Web Page Phishing Detection Dataset
Balanced dataset of 11,430 annotated URLs (phishing vs legitimate), accompanied by 87 textual and structural characteristics extracted from the pages.
Description
The Web Page Phishing Detection Dataset is a resource designed for developing and evaluating phishing detection systems using machine learning. It includes 11,430 URLs divided evenly between phishing and legitimate ones. Each URL is associated with 87 characteristics extracted from its structure, HTML content, and external services. It's a great training game for supervised classification algorithms.
What is this dataset for?
- Develop machine learning models to detect phishing sites
- Evaluate the robustness of web security systems in the face of modern threats
- Create tools to automatically analyze suspicious URLs in browsers or antivirus
Can it be enriched or improved?
Yes. You can enrich the dataset by adding metadata (geolocation, WHOIS history), update the validity of URLs, or extend it with new classes such as spam or malware. It is also possible to enrich the features with vectors for textual embedding of HTML content.
🔎 In summary
🧠 Recommended for
- Cybersecurity analysts
- Applied NLP researchers
- Anti-Phishing Solution Developers
🔧 Compatible tools
- Pandas
- Scikit-learn
- XGBoost
- LightGBM
- Tensorflow
💡 Tip
Use an overall model (random forest + XGBoost) for very good results right from the start, without complex tuning.

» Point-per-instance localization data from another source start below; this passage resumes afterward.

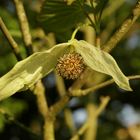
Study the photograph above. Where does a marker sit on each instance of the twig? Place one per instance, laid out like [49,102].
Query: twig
[11,41]
[39,91]
[24,26]
[10,118]
[80,92]
[93,115]
[67,112]
[127,24]
[80,132]
[39,88]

Frequently Asked Questions
Does this dataset include the HTML content of the pages?
No, only extracted characteristics are provided. However, it is possible to crawl the pages to extract more information.
Are the URLs still active?
The dataset does not guarantee the current validity of the links. It is recommended to check the URLs before operational use.
Can this dataset be used to train a detector in real time?
Yes, it is perfectly suited to training detection models online or embedded in a filtering browser or proxy.